He was referring to the string of eye-popping defeats sustained by Philip
Morris and R.J. Reynolds this year and last in individual smoker trials in
San Francisco and Portland, Ore. Verdicts in the three cases totaled $ 78.2
million even after judges substantially lowered two of the jury awards. All
three cases are being appealed.

In a particularly alarming sign for the industry, a San Francisco jury in
March awarded $ 21.7 million to plaintiff Leslie J. Whiteley, although she
began smoking after warnings were placed on all cigarette packs. That
result appeared to confirm a growing willingness by juries to base verdicts
on the misconduct of tobacco companies, rather than on the weakness or bad
judgment of smokers.

The Brooklyn verdict "bucks the trend of the West Coast cases," Feldman
said. For the plaintiffs, it "is a reality check on just how difficult it
is to win a case against the tobacco industry," he said.

Hundreds more claims by individual smokers are pending in courts throughout
the country. Trial began Monday in Hernando, Miss., in one--a wrongful
death case against R.J. Reynolds by the widow of lung cancer victim Joseph
Nunnally.

Most carefully watched, however, is the Engle case in Miami, the only class
action on behalf of sick smokers ever to go to trial.

Jurors in the marathon case ruled last July that smoking causes a host of
deadly diseases and that cigarette makers were guilty of fraud for lying to
the public.

In a second phase of the case that concluded in April, cigarette makers
were found liable for the specific diseases of three class representatives,
who were awarded compensatory damages totaling $ 12.7 million.

That set the stage for the current punitive-damages phase, in which jurors
will decide whether to award punitives in a lump sum to be divided among
all members of the class.

With closing arguments likely during the week of July 10, plaintiffs'
lawyers Stanley and Susan Rosenblatt are expected to request an award of $
100 billion or more.

The difficulty of appealing such a huge award had prompted speculation
about bankruptcy filings by one or more cigarette makers, but Florida
lawmakers in May passed protective legislation to eliminate the threat.

To avoid paying a judgment during an appeal normally requires an appeal
bond to be posted in the full amount--and it was this that triggered
discussion of bankruptcy scenarios.
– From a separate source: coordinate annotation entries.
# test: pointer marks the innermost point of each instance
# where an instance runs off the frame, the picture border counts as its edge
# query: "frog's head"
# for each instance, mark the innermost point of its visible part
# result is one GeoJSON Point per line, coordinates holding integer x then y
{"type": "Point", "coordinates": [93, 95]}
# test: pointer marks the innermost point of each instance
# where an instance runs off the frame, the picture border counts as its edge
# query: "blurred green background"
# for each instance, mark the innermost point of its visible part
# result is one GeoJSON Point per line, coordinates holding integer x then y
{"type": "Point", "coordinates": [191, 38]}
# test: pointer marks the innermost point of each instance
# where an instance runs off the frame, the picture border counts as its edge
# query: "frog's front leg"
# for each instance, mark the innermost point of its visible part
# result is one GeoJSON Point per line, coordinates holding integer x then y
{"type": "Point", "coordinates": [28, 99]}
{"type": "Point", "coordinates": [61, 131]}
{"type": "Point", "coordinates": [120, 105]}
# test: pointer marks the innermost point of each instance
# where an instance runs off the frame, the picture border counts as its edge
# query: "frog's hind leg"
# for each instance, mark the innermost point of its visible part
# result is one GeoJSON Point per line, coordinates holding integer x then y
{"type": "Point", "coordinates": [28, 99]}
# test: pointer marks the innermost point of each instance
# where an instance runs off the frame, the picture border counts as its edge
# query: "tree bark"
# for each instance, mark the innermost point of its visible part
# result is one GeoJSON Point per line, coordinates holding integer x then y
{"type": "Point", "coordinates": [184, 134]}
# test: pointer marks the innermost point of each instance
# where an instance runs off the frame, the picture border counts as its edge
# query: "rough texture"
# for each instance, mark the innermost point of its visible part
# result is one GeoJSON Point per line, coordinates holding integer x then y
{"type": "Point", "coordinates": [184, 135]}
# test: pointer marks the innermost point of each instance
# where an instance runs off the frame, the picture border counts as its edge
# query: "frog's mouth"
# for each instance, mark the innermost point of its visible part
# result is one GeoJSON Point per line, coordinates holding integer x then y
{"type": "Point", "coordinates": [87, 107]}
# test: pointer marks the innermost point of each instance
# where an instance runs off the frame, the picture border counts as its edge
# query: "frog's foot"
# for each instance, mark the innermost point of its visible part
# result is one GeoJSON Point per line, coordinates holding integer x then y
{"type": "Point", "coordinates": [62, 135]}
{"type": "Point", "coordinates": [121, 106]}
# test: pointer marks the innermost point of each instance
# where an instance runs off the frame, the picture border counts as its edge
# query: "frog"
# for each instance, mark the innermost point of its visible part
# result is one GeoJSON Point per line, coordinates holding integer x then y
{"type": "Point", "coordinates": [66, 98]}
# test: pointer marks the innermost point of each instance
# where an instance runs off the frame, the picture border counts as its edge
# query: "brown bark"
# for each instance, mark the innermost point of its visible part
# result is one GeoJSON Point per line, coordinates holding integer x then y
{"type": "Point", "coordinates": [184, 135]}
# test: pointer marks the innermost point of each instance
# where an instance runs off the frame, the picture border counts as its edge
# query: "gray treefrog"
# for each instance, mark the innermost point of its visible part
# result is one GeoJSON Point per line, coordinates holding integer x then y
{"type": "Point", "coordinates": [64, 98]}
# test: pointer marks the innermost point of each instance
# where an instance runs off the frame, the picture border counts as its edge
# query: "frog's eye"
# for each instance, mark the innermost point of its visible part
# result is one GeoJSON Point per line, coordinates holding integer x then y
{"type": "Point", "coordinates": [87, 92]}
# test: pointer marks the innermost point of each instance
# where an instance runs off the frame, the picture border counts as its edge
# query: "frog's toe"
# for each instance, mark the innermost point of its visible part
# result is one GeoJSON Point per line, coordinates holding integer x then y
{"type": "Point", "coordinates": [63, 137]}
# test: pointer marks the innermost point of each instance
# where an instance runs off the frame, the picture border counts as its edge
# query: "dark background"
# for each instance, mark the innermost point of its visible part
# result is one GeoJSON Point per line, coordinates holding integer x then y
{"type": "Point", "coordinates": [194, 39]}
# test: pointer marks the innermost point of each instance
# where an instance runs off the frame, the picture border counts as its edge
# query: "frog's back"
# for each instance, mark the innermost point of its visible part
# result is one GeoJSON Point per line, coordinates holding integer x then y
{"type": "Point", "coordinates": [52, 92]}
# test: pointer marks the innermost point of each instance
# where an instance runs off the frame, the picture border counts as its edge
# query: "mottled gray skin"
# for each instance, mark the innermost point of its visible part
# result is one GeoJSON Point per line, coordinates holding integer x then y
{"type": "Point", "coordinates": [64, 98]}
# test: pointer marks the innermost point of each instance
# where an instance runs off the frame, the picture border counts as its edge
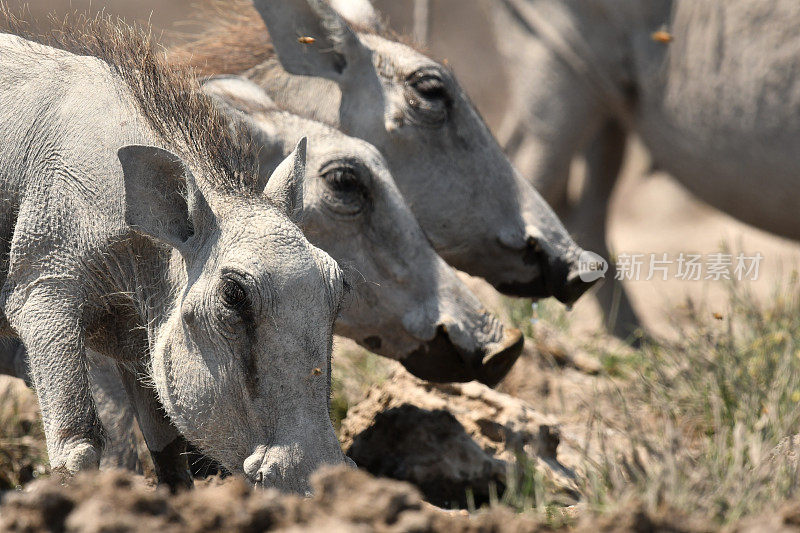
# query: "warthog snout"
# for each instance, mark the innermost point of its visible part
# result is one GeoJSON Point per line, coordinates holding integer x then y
{"type": "Point", "coordinates": [288, 467]}
{"type": "Point", "coordinates": [560, 275]}
{"type": "Point", "coordinates": [441, 360]}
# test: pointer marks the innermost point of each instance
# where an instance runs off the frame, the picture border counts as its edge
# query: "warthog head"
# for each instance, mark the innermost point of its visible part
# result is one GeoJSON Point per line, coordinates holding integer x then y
{"type": "Point", "coordinates": [407, 303]}
{"type": "Point", "coordinates": [480, 215]}
{"type": "Point", "coordinates": [241, 362]}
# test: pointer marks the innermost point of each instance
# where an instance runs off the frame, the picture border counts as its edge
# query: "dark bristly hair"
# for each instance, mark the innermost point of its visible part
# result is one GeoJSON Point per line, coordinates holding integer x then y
{"type": "Point", "coordinates": [168, 95]}
{"type": "Point", "coordinates": [235, 39]}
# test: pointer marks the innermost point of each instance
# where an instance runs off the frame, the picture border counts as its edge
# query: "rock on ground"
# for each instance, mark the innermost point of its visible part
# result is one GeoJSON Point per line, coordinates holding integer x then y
{"type": "Point", "coordinates": [448, 439]}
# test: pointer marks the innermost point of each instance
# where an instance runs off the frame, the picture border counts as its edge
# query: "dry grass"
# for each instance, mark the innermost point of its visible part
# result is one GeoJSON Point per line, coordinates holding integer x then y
{"type": "Point", "coordinates": [708, 422]}
{"type": "Point", "coordinates": [22, 451]}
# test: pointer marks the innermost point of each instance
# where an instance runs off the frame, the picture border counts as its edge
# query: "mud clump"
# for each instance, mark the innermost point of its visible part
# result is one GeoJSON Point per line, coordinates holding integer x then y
{"type": "Point", "coordinates": [451, 439]}
{"type": "Point", "coordinates": [344, 500]}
However, the new Florida law caps
appeal bonds at $ 100 million--a huge sum, but one the industry could raise
to pursue an appeal.

Tobacco officials say they expect to reverse the Engle verdicts on appeal,
contending the case was improperly granted class-action status. (Los
Angeles Times, June 28, 2000)


TOBACCO LITIGATION: Lorillard Will Admit Smoking Causes Disease
---------------------------------------------------------------
Lorillard Tobacco Co. intends to acknowledge in future trials that
cigarette smoking causes disease, the company CEO testified Wednesday in an
attempt to avoid paying punitive damages to sick Florida smokers.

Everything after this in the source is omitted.